Chhipa caste is a Hindu caste residing in Northern India. They are mainly considered as cotton printers and dyers. They are known by different names in different regions of Central India. Like for instance, they are commonly called as Chhipa in the northern districts whereas in the Maratha region, they are known as Rangari or Bhaosar. In the southern part of the Central Provinces and Berar, one of the most staple crops is cotton. Here in this region cotton weaving industry is comparatively stronger than in the northern part of Central Provinces. Thus, the numbers of dyers in this area is also numerous. The Chhipas and Rangaris do not intermarry, although no vital distinction exists between these two groups. Both have a functional origin and they pursue the same occupation. Nilgar or Nirali is a professional term applied to Chhipas or Rangaris who work as indigo cultivators; on the other hand Bhaosar is used for the Rangaris in the northern parts.

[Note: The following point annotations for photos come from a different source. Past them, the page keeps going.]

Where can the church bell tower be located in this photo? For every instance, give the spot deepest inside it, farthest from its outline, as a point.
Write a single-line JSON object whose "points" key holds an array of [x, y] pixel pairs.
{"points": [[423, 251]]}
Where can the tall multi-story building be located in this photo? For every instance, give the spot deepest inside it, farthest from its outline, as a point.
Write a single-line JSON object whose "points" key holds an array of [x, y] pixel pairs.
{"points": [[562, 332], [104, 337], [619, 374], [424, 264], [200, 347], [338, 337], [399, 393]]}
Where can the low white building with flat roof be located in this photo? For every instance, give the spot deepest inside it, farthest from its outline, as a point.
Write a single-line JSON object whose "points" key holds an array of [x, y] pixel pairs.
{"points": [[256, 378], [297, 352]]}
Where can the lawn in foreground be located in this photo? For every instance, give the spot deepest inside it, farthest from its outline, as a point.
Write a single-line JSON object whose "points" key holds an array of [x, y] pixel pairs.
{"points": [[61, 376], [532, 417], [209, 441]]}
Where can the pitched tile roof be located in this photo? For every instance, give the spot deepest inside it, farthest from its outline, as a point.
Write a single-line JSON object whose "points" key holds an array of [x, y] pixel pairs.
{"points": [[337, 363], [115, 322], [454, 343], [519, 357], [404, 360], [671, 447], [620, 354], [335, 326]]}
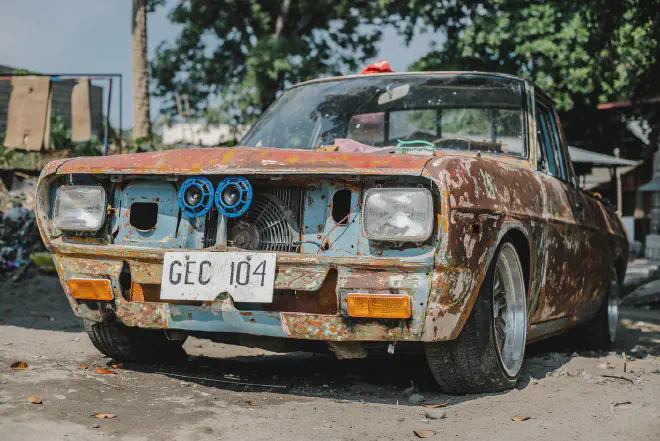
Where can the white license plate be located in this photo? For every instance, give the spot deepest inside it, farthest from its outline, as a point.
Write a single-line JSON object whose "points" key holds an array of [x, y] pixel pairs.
{"points": [[247, 277]]}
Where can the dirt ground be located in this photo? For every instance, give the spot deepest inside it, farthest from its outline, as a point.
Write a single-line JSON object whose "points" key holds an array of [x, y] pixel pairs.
{"points": [[302, 396]]}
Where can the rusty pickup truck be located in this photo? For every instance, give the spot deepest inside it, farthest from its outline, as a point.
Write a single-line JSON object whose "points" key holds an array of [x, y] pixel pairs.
{"points": [[436, 212]]}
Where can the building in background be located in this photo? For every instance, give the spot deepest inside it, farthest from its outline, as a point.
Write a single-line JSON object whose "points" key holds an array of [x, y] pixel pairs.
{"points": [[61, 103]]}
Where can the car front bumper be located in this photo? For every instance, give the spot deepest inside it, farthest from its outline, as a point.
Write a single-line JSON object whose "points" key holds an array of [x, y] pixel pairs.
{"points": [[412, 276]]}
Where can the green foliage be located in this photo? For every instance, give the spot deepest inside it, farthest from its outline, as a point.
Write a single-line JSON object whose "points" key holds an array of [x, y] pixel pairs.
{"points": [[234, 57], [580, 53]]}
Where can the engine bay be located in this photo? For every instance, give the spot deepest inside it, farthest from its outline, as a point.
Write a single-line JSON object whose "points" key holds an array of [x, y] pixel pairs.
{"points": [[290, 214]]}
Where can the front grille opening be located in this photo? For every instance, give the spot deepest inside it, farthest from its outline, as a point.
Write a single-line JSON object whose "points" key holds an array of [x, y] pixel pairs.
{"points": [[341, 206], [144, 215]]}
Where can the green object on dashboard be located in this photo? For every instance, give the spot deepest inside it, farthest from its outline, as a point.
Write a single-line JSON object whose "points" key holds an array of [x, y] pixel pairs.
{"points": [[415, 142]]}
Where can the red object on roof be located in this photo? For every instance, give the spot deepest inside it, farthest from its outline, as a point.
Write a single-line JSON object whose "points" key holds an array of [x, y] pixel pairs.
{"points": [[380, 66]]}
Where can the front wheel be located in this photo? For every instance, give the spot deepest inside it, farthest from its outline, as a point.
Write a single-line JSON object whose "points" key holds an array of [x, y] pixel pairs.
{"points": [[488, 353], [124, 343]]}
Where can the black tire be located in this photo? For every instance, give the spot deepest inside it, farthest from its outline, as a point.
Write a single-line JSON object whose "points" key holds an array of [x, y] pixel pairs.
{"points": [[470, 363], [124, 343], [596, 335]]}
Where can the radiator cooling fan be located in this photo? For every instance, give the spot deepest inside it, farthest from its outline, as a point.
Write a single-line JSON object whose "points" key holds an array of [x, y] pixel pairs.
{"points": [[267, 225]]}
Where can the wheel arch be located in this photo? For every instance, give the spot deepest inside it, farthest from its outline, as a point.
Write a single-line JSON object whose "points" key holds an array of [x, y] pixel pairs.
{"points": [[517, 233]]}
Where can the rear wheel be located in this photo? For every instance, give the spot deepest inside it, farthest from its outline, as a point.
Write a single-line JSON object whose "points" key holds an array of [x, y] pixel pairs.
{"points": [[125, 343], [600, 333], [488, 353]]}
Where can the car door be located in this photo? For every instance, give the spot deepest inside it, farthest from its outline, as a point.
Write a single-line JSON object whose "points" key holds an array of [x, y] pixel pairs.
{"points": [[562, 240], [589, 284]]}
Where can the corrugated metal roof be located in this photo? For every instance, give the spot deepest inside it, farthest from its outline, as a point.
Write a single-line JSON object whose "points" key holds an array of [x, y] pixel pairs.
{"points": [[652, 185]]}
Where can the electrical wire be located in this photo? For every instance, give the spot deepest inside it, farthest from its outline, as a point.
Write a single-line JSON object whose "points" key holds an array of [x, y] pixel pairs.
{"points": [[336, 225]]}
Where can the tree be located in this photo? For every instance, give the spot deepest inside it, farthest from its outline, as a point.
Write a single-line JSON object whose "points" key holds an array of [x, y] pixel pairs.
{"points": [[140, 74], [581, 53], [235, 56]]}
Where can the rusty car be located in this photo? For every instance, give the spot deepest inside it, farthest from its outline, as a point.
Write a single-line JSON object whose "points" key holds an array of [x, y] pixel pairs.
{"points": [[430, 211]]}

There are some legends that suggest the origin of Chhipa or Rangari caste. According to one legend, when Parasurama, incarnation of Vishnu, was killing the Kshatriyas, two brothers of warrior caste took shelter in a temple. Both the brothers were saved by the goddess and they were asked to adopt the profession of dyers. Rangaris are said to be the descendents of the brother called Bhaosar and the Chhipas have descended from the other brother as because he hid behind the image. Thus, their name is derived from the Hindi term 'chhipna', meaning to hide. However, other says that their name has been derived from the term chhapna, which means to print. It is said because the Chhipas print coloured patterns with wooden stamps on cotton cloths. The name Rangari is derived from the word 'rang', meaning colour. Interestingly, Chhipas provide a slightly different version of the same legend regarding their origin. According to their version, the goddess gave one of the brothers a needle and thread, and gave the other brother red betel-leaf; and asked one brother to follow the profession of a tailor and other brother to follow the occupation of a dyer. Therefore, they were called Chhipi or Shimpi and Chhipa. Further, this legend signifies a connection between the tailoring and dyeing castes of the Maratha region. It is also said that probably the dyeing and tailoring industries are of considerably later origin as compared to that of cotton-weaving. Both these are urban industries.
Chhipa caste has a several sub-divisions, namely Malaiyas, settlers from Malwa; Gujrati who come from the state of Gujarat; Golias, those who dye cloth with colours of goli; Namdeos, who are from the sect founded by Darzi caste; and Khatris, members of the Khatri caste who have also adopted this profession. Marriage between members with near relation, like for instance if they have a common ancestor, is prohibited. Divorce and widow remarriage are allowed in their society. They burn their dead. On the occasion of Dussehra, Chhipas worship wooden stamps and then by offerings of coconut and flowers. Chhipas prepare sarees, floor and bed cloths. They apply a great variety of designs in different colours.